Von Susanne Rzymbowski

Eugenie arbeitete in einer Versicherung im mittleren Angestelltenverhältnis. Sie verfügte über ein ausgeprägtes Zahlenverständnis und konnte in kürzester Zeit selbst die kniffeligsten Pivot-Tabellen mit Leben füllen. Dank ihres Aufgabenbereichs hat sie mit den Jahren einen außerordentlichen Blick für Zahlen entwickelt. Und entsprechend ging sie das Thema Einkaufen an. Ja, sie zeigte dem Kommerz die Zähne!

Gerne studierte sie täglich die Sonderaktionen der Kaufhäuser und Supermärkte und verglich die Rabatte mit der dazu benötigten Akribie. Kein Schnäppchen, was sie nicht entdeckte!

Ja, sie kannte sich wirklich aus.

Gezielt waren ihre Einkäufe, und kein Weg war ihr zu weit, denn schließlich lebte sie von den damit verbundenen Einsparungen und erfreute sich mit glänzenden Augen an ihrem Ersparten.

 

Mit Vorliebe suchte sie aber auch Fachgeschäfte auf und genoss es, sich stundenlang bei der einen oder anderen Tasse Kaffee beraten zu lassen, um dann mit einem Augenrollen: „Da muss ich noch eine Nacht drüber schlafen.“, das Feld zu räumen. Denn nun wartete erst die richtige Arbeit auf sie!

Nächtelang googelte sie sich durch die Internet-Sortimente und verglich alle Angebote mit einer Genauigkeit, die sie in kleinen Kladden fixierte. Nein, ihr konnte so schnell niemand mehr etwas vormachen!

Selbst ihren Friseur mied sie seit Neuestem, hatte sie doch eine Kette entdeckt, die für sage und schreibe 5 EUR einen Haarschnitt anbot! Und auch der Bäcker von nebenan konnte ihr gestohlen bleiben, denn schließlich gab es jetzt die Brötchen in Selbstbedienung frisch gebacken in jedem Supermarkt zum halben Preis.

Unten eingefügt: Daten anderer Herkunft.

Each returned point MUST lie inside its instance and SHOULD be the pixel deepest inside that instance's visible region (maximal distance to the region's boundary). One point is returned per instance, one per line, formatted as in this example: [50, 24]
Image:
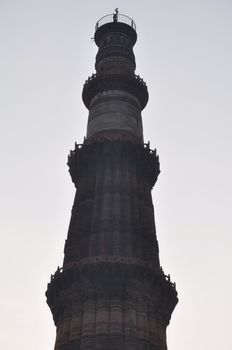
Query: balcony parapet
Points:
[115, 17]
[97, 83]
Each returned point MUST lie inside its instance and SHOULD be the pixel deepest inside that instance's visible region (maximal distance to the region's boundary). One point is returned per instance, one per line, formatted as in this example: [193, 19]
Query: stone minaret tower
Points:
[111, 293]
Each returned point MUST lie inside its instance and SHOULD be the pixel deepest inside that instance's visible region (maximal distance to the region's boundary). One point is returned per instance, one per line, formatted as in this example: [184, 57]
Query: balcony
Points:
[116, 17]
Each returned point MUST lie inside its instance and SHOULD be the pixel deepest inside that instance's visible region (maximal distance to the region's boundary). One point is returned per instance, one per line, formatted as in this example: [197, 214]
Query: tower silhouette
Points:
[111, 292]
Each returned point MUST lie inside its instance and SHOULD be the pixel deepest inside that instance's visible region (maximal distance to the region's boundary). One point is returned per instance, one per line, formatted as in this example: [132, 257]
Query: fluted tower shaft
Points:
[111, 292]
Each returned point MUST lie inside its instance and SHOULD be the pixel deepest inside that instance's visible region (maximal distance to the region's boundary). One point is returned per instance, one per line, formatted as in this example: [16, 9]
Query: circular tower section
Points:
[115, 95]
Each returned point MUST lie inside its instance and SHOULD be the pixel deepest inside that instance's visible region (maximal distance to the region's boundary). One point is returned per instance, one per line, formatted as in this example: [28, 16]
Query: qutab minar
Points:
[111, 292]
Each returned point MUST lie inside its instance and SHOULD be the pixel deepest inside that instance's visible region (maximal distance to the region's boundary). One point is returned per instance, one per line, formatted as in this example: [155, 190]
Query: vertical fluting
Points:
[111, 293]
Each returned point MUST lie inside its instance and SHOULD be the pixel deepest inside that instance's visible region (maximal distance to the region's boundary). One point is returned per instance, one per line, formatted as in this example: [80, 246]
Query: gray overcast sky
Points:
[184, 53]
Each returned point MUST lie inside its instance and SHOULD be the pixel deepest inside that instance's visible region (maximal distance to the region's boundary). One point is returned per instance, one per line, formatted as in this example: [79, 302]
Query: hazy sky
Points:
[184, 53]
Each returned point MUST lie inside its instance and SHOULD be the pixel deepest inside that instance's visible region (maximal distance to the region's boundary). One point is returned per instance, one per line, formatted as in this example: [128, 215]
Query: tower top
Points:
[115, 22]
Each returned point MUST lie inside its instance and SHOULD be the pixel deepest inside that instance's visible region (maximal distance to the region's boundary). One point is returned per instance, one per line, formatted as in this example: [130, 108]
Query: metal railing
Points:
[115, 17]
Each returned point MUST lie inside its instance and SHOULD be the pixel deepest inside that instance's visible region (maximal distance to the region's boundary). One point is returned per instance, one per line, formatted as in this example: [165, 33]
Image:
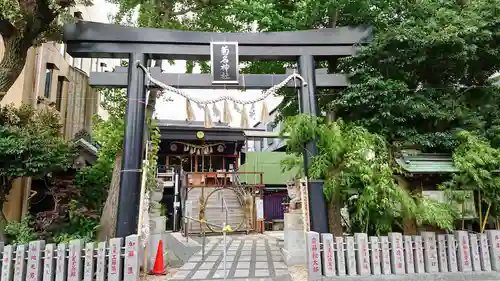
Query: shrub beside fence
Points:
[400, 254]
[75, 261]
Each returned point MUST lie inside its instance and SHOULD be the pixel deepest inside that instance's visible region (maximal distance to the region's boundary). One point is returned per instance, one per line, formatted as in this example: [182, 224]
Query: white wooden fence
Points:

Metzgereien mied sie förmlich, und Obst und Gemüse kaufte sie erst kurz vor Wochenmarktschluss, wenn alles zum halben Preis angepriesen wurde.

Das musste man sich mal vorstellen, was die sich so in die Taschen wirtschafteten!

Und in Boutiquen ging Eugenie längst nicht mehr, schließlich konnte man alles per Mausklick ergattern, ersparte sich unnötige Lauferei und hatte obendrein noch die Möglichkeit, die Sachen nach einiger Zeit wieder zurückzusenden. Kostenlos natürlich, man war ja schließlich Kunde!

So bestellte Eugenie sich ab und an etwas, soweit sie etwas zu besonderen Anlässen benötigte und entledigte sich kurz darauf wieder, da diese doch zu selten. Mussten Reparaturen vorgenommen werden, beauftragte sie mit Vorzug Migranten, denn denen musste man ja mal unter die Arme greifen. Zudem waren diese deutlich günstiger in ihren Preisvorstellungen, und Beanstandungen wurden kommentarlos erledigt. Hier konnte man wirklich noch mitreden!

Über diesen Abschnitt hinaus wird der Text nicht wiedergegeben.